US News & Politics

Trump Says Any Deal With Iran Will Be 'Great,' Tehran Says Nothing 'Imminent' - Radio Free Europe/Radio Liberty

Trump's trying to spin the Iran talks as a win before anything's signed, but Tehran's leadership is publicly cooling expectations — behind the scenes, DC insiders say no framework is close, and this is just Trump playing media chess to look like the peace candidate. <a href="[news.google.com]

The key tension in this story is between Trump’s branding and the actual pace of diplomacy. Radio Free Europe’s piece makes clear Tehran is deliberately lowering expectations, which suggests Trump’s “great deal” framing is more about domestic positioning than bilateral progress. The missing context is whether any credible U.S. interlocutor — from the State Department or backchannel — has confirmed a framework exists, because

Hank, you're spot on that both sides are playing domestic politics, but the real angle nobody's talking about is how this affects the price of heating oil in rural Ohio this winter. The local farmers I talk to at the county co-op aren't following enrichment levels — they're watching whether sanctions relief could drop diesel prices before harvest, and the uncertainty is already making them hold off on equipment purchases

Paloma: yeah Trav I literally saw this in my community last week — a small trucking co-op in south Phoenix put off buying new rigs because nobody can plan fuel costs with all this back-and-forth. cool but what about actual people on the ground in Iran who've been crushed by sanctions — my neighbor's cousin in Isfahan says medicine prices doubled again this month while the leaders

just dropped: the iran deal theater is pure domestic positioning, but the real story nobody in dc is saying out loud is that biden handed trump a half-baked framework and tehran knows it — that's why they're slow-walking everything while trump hypes a win he can't yet claim. the rural ohio diesel point is spot-on, but the isfahan medicine piece cuts

The Times frames this as Trump overpromising on a deal his own team admits is still fragile, while RFE/RL emphasizes that Tehran flatly rejects the "imminent" framing — that contradiction is key because it suggests the White House is projecting inevitability to claim a win before hard details exist. The missing context here is what the actual sanctions relief structure looks like: if the deal is "

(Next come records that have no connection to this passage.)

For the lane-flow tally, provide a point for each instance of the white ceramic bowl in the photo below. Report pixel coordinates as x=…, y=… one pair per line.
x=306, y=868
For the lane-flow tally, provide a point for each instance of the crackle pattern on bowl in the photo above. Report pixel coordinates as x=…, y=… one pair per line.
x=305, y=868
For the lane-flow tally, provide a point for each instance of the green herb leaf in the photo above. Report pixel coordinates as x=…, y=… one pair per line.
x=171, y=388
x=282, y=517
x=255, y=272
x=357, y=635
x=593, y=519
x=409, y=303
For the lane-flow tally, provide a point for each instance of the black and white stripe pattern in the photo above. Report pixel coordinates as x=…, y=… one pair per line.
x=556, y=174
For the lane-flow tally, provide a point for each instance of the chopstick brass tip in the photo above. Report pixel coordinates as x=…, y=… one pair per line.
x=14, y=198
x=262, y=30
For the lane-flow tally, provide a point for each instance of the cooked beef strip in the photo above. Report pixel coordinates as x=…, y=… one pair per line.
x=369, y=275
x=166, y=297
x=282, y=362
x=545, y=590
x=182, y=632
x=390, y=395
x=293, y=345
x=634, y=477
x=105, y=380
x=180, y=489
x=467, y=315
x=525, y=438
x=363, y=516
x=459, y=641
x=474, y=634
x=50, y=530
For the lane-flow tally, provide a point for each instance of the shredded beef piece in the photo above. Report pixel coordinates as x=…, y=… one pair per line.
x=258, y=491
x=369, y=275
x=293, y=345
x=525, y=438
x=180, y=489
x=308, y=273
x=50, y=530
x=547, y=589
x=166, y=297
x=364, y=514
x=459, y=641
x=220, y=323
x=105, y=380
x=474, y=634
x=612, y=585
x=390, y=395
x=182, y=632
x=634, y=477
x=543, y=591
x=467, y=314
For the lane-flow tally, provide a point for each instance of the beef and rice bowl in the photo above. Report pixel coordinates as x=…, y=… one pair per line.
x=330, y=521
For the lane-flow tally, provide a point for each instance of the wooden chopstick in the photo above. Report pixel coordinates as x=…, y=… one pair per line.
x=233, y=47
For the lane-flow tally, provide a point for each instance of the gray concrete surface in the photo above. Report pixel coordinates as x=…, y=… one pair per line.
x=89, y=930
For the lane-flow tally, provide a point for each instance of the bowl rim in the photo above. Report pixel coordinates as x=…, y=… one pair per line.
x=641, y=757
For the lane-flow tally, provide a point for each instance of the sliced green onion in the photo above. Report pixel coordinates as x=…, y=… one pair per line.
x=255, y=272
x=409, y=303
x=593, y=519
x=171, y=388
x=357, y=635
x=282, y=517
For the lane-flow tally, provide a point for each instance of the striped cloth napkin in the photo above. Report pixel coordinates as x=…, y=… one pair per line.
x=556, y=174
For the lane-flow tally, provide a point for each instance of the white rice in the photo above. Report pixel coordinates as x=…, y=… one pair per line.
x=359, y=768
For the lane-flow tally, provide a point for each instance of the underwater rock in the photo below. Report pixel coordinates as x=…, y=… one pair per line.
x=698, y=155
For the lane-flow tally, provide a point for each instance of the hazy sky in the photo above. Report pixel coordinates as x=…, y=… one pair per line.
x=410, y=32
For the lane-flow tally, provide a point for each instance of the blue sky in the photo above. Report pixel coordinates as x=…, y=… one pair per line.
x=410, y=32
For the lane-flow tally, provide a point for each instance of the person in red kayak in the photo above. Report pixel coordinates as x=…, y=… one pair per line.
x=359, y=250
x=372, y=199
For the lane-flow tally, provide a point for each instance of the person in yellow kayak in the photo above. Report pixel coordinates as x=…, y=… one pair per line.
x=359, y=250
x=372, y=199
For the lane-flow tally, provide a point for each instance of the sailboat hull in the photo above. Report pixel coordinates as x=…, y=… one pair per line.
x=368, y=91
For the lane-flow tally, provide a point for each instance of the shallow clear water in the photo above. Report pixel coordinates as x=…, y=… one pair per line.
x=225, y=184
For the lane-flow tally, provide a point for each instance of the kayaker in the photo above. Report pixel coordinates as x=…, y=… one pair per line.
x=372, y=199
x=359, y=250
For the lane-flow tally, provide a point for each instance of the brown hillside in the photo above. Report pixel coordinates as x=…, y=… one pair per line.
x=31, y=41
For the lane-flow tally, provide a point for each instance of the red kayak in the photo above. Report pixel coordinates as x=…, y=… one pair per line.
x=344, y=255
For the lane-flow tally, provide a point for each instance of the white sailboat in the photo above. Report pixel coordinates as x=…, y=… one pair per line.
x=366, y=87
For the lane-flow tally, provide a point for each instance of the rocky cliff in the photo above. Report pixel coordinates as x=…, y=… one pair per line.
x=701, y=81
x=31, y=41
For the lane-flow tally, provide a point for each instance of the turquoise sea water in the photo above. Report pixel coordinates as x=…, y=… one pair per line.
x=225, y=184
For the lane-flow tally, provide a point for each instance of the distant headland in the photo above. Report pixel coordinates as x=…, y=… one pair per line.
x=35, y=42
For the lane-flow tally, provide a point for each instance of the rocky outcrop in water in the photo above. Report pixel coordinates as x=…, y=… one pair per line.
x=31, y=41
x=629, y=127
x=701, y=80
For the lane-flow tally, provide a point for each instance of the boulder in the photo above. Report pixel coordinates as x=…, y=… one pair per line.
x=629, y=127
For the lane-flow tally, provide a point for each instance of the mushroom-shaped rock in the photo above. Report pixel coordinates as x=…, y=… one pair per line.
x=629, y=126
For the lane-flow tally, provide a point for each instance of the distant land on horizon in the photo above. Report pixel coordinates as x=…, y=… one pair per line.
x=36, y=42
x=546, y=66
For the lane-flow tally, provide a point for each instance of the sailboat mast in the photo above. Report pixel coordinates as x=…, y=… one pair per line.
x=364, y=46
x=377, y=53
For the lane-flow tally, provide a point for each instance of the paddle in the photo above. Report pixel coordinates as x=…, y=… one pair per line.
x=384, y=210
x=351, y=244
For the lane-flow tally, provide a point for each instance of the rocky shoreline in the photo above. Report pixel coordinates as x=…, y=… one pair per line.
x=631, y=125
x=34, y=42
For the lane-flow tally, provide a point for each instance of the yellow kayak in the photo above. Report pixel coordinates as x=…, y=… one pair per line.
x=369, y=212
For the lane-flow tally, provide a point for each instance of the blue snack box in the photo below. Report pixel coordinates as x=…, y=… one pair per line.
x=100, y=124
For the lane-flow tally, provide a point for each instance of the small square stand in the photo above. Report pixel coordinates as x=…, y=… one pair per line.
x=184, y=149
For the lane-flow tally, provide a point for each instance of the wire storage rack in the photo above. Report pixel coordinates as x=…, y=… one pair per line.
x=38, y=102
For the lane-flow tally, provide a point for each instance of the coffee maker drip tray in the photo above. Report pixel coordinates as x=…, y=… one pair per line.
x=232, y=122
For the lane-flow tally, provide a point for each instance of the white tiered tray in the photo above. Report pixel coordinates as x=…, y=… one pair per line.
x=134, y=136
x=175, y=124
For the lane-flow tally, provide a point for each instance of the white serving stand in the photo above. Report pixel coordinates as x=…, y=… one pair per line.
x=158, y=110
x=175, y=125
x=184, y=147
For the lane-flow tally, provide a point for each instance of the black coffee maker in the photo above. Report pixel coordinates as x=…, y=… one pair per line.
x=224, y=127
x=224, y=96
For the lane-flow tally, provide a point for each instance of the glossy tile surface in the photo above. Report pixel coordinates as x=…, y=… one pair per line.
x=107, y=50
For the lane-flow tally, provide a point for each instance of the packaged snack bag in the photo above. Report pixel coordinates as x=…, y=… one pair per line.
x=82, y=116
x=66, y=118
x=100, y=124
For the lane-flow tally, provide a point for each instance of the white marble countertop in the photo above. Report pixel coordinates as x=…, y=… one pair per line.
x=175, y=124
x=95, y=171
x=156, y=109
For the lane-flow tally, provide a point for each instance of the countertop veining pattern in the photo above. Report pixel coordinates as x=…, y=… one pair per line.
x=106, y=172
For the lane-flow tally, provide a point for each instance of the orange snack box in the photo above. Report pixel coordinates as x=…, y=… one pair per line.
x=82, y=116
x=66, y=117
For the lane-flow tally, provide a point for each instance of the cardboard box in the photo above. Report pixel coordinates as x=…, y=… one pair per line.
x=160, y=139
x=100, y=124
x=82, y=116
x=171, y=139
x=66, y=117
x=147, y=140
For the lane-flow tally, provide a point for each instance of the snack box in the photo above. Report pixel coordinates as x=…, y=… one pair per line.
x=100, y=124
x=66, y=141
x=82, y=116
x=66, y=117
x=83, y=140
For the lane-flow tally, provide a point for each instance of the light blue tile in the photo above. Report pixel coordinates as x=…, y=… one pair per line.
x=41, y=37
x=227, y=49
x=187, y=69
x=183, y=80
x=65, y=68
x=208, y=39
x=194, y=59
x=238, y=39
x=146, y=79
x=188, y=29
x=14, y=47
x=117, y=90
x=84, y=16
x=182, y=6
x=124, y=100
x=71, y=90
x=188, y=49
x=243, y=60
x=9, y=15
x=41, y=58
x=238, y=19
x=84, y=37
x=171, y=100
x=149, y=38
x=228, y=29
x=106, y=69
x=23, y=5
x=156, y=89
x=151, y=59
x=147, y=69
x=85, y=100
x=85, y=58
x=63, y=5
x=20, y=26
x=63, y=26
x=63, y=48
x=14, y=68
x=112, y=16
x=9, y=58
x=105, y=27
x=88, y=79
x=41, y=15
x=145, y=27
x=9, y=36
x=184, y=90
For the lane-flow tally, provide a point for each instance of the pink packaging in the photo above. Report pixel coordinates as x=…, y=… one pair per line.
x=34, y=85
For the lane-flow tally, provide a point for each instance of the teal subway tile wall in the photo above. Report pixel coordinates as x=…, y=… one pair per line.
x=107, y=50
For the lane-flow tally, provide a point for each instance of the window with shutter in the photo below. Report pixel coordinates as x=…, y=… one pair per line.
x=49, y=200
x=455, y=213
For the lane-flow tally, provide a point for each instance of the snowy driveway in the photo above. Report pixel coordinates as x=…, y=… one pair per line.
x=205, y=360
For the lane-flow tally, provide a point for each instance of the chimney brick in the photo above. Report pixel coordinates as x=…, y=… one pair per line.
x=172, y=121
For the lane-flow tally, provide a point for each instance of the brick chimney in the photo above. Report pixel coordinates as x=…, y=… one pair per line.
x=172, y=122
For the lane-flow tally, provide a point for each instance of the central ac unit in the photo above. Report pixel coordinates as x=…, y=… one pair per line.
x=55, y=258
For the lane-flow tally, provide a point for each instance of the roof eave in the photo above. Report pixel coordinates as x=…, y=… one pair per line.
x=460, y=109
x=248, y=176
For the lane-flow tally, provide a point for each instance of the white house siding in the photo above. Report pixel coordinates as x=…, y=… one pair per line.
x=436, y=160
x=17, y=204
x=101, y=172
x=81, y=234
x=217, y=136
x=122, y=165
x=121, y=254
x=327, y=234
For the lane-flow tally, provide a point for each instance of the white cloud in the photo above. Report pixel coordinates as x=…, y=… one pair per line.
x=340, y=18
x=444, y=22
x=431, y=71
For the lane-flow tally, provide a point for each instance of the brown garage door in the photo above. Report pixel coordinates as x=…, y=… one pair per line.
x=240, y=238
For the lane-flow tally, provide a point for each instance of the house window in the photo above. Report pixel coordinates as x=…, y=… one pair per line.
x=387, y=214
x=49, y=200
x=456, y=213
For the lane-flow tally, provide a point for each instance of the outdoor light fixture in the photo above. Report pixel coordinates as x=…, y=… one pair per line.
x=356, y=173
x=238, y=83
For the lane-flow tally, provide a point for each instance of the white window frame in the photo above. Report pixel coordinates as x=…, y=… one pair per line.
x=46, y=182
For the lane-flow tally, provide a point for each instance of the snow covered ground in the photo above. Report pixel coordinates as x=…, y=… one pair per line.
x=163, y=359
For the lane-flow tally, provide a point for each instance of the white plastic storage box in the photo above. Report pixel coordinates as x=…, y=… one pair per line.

Paloma your neighbor's cousin in Isfahan is describing the exact problem nobody in DC wants to admit — the deal might get signed but if sanctions relief is phased over two years the Iranian public sees zero change while the regime uses the breathing room to double down. My Ohio mechanic swears every truck he works on is ten years old now because small operators won't touch a diesel contract until they know

Putting together what everyone said, what I hear is that the deal exists on paper but not on the ground. In my community, people are already asking me when their family in Tehran will actually see a difference, and I don't have an answer because the White House keeps talking about a "framework" while Iran's public gets nothing. If the sanctions relief is phased over years, then for my

Just dropped — the real story is nobody in DC actually believes this deal is "imminent," but the White House needs a foreign-policy win before midterms, so they're selling a framework as a done deal. Tehran's flat denial tells you the regime wants to extract more concessions on the phased sanctions relief, which is exactly where this thing either gets signed or collapses.